Mysteel:2026年4月中国の一次アルミ輸出入データ分析

2026年4月の中国の一次アルミ輸出入データは、輸入・輸出ともに増加傾向が続いた。輸入先は依然として高い集中度を示しており、長期契約を背景にロシアからの輸入量は前月比で小幅増加し、引き続き最大の供給国となった。一方、輸出先構成には大きな変化が見られ、東南アジア諸国の順位上昇が目立った。
4月の中国の一次アルミ輸入量は約26.54万トンで、前年同月比5.94%増、前月比4.08%増となった。1~4月累計輸入量は約91.11万トンで、前年同期比9.2%増加した。

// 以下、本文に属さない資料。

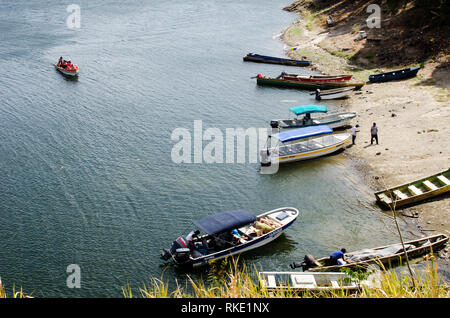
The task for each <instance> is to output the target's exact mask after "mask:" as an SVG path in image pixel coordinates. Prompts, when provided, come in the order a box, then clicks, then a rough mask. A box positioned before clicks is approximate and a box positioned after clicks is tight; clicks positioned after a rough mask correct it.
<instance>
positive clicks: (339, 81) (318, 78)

4月の輸出量は約1.56万トンで、前年同月比13.9%増、前月比6.85%増となった。1~4月累計輸出量は約5.35万トンで、前年同期比54.9%増加した。
4月の純輸入量は約24.98万トンで、前年同月比5.48%増、前月比3.91%増となった。1~4月累計純輸入量は約85.76万トンで、前年同期比7.23%増加した。
輸入先別では、ロシア連邦への依存度が依然として極めて高く、輸入量は約22.185万トンと全体の83.58%を占めた。ロシアからの輸入は加工貿易向けが中心となっている。
海外プレミアム価格の高騰を受け、RUSALは販売戦略の見直しを進めており、中国向けアルミ地金は長期契約中心へ移行している。足元ではスポット取引量が大きく減少する一方、長期契約数量は安定しており、今後は中国国内メーカーとの長期供給契約数量について再協議する可能性がある。
輸出先別では、インドが引き続き最大輸出先を維持した。一方、日本と韓国はそれぞれ第9位、第12位へ順位を下げた。これに対し東南アジア諸国の存在感が高まり、輸出先上位7カ国にはタイ、カンボジア、インドネシア、ベトナムが入った。
背景には海外アルミプレミアム価格の上昇があり、特に日本、米国、欧州の現物プレミアム急騰が輸出流向に影響を与えている。